Continuous vs Discrete Chains¶

In Model Melt Chi AB, we discussed how to derive:

\frac{\partial}{\partial s} q (r, s) = \frac{b (s)^{2}}{b^{2}} {\tilde{\nabla}}^{2} q (r, s) - μ_{p} (r; s) q (r, s),

where ${\tilde{\nabla}}^{2} = R_{g}^{2} \nabla^{2}$ , $s \in [0, α_{p}]$ , $q (x, 0) = 1$ , $μ (r, s)$ is the field corresponding to the species at contour position s along molecule p.

Discuss operator splitting and how this leads to a form that is similar to the discrete chains

Note that Nref means different things for continuous vs discrete chains. For continuous chains, it is the contour length (with Nref + 1 contour steps). For discrete chains, N is the number of beads. This means that the reference lengths $R_{g}$ or $R_{e}$ will be slightly different depending on whether discrete or continuous chains are used. For continuous chains $R_{g}^{2} = \frac{b^{2} N}{6}$ and $R_{e}^{2} = b^{2} N$ . For discrete chains $R_{g}^{2} = \frac{b^{2} (N - 1)}{6}$ and $R_{e}^{2} = b^{2} (N - 1)$ .

The different meanings of Nref for different chain types is necessary so that when a user specifies Nref = 100 and nbeads = 100, the lengths in the simulation don’t need to be correted by a factor of N/(N-1) (TODO: is this correct?).

Discrete chains¶

References: GHF, Koski2013, Matsen2012 (Macromol 45:8502)

q (r, s + 1) = e^{- μ_{K} / N} \int d r^{'} Φ (r - r^{'}) q (r^{'}, s)

where $K$ is the identity of the $s + 1$ bead. $Φ (r)$ is the bond probability which for a discrete Gaussian chain is:

Φ (r r) = {(\frac{3}{2 π b (s)^{2}})}^{3 / 2} \exp [\frac{- 3 | r r |^{2}}{2}]

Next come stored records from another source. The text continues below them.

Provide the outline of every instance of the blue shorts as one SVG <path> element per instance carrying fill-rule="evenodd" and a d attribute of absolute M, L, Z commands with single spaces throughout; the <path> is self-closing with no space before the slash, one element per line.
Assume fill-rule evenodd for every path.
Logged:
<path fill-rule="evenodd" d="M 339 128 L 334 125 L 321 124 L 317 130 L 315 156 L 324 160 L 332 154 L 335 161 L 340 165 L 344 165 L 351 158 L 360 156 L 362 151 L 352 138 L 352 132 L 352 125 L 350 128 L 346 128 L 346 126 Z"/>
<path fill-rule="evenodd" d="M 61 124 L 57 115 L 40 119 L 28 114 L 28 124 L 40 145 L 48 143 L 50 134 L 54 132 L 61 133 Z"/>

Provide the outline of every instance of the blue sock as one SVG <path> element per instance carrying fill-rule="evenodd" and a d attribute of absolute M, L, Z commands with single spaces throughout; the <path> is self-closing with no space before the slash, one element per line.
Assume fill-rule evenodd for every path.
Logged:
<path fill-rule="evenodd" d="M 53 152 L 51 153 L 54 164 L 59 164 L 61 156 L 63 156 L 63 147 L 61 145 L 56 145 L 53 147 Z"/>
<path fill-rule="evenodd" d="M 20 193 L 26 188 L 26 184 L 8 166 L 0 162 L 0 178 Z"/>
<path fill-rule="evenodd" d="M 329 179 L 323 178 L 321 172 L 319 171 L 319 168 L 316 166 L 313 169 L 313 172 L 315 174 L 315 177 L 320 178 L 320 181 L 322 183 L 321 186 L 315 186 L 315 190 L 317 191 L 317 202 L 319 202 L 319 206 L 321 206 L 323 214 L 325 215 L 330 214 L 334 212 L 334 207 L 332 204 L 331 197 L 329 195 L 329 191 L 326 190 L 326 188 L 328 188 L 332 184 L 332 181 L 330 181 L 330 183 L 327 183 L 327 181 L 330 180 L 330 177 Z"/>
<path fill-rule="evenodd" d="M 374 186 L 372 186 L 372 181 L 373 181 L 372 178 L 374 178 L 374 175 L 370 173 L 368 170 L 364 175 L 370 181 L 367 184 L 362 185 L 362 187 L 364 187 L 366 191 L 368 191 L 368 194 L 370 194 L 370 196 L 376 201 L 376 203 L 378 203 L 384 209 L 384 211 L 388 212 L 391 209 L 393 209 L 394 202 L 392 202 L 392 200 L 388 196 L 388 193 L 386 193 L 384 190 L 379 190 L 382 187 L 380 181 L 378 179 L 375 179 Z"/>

The convolution can be solved using FFTs which requires the fourier transform of $Φ (r r)$ ,

\hat{Φ} (k k) = \exp [\frac{b (s)^{2} (- k^{2})}{6}]

For Rg units

\hat{Φ} (k k) = \exp [\frac{b (s)^{2}}{b^{2}} (- k^{2}) \frac{1}{N - 1}]

Density operator:

φ_{K} (r r) = \sum_{p = 1}^{P} (\frac{ϕ_{p}}{Q_{p} N_{p}} \sum_{s = D_{K}}^{N_{p}} q_{p} (r r, s) e^{μ_{K}} q_{p}^{†} (r r, s))

the sum over s includes beads of species K.